When Tim Cook became Apple CEO in August 2011, he stepped into one of the most difficult jobs in business. Steve Jobs had just resigned, Apple was already one of the world’s biggest technology companies, and many questioned whether anyone could keep the company moving forward.
Fifteen years later, Cook leaves behind an Apple that is far larger, more profitable, and more influential than the one he inherited.
Under Cook, Apple’s market value climbed from around $350 billion to several trillion dollars, making it the first company in the world to hit $1 trillion, then $2 trillion, then $3 trillion in market capitalization. At one point in 2025, Apple briefly crossed the $4 trillion mark.
Cook also expanded Apple far beyond the iPhone. During his time as CEO, Apple launched Apple Watch, AirPods, HomePod, AirTag, Vision Pro, Apple TV+, Apple Arcade, Fitness+, and Apple News+. Apple Watch went on to dominate the smartwatch market, whilst AirPods became one of Apple’s most successful products ever.
One of Cook’s most important decisions was moving the Mac away from Intel processors and onto Apple Silicon. The transition began in 2020 and gave Apple full control over Mac chips for the first time. The result was faster performance, better battery life, quieter devices, and tighter integration between hardware and software.
Cook also transformed Apple’s services business into a major part of the company. When he became CEO, Apple’s business was still heavily built around hardware sales. Since then, Apple Music, Apple TV+, iCloud+, Apple Pay, the App Store subscription model, and Fitness+ have all become major revenue streams. Apple’s services division now generates tens of billions of dollars every quarter.

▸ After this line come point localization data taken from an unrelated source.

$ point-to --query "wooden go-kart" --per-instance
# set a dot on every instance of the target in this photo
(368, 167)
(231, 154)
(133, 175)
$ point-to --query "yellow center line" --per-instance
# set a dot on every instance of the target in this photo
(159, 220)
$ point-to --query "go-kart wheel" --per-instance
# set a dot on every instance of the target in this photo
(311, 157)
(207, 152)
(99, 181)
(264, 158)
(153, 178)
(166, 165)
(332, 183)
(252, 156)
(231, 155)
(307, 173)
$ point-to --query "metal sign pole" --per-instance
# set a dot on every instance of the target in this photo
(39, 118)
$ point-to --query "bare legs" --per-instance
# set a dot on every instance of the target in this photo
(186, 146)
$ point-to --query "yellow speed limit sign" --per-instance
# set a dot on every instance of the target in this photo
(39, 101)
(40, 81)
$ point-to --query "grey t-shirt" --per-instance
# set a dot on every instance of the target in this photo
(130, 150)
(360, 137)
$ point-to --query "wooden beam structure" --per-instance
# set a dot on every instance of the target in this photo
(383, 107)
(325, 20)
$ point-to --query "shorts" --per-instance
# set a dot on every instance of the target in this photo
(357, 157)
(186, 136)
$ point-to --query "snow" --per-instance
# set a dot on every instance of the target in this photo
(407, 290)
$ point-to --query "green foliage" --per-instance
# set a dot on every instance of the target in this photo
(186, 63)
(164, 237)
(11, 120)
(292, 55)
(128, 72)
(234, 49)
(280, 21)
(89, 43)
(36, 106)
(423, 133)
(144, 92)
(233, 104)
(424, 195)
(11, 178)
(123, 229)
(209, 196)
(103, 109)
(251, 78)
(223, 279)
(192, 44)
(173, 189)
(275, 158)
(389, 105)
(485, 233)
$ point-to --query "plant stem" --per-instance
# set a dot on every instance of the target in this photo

Away from products, Cook became known for improving Apple’s operations and supply chain. His background in logistics helped Apple scale up manufacturing, reduce waste, manage inventory more efficiently, and support some of the biggest product launches in the world. Apple’s supply chain strength became one of its biggest advantages under Cook.
Privacy became another major part of Cook’s legacy. Apple increasingly positioned itself as the tech company that protects user data, adding features like App Tracking Transparency, on-device AI processing, end-to-end encryption, and stronger privacy controls across iPhone, iPad, and Mac. Cook regularly described privacy as a “fundamental human right.”
Cook also pushed Apple heavily into sustainability. During his time as CEO, Apple committed to becoming carbon neutral across its entire business and supply chain by 2030, expanded the use of recycled materials in products, and invested in recycling programs including Daisy, the company’s iPhone recycling robot.
Beyond Apple itself, Cook became a much more public figure than many expected. He became the first openly gay CEO of a Fortune 500 company in 2014 and used his position to speak about equality, privacy, education, climate change, and human rights.
While Steve Jobs will always be remembered as the visionary behind products like the iPhone and iPad, Cook’s legacy is likely to be building Apple into a stronger, richer, and more stable company than ever before. He may not have reinvented Apple, but he turned it into the most valuable business on the planet.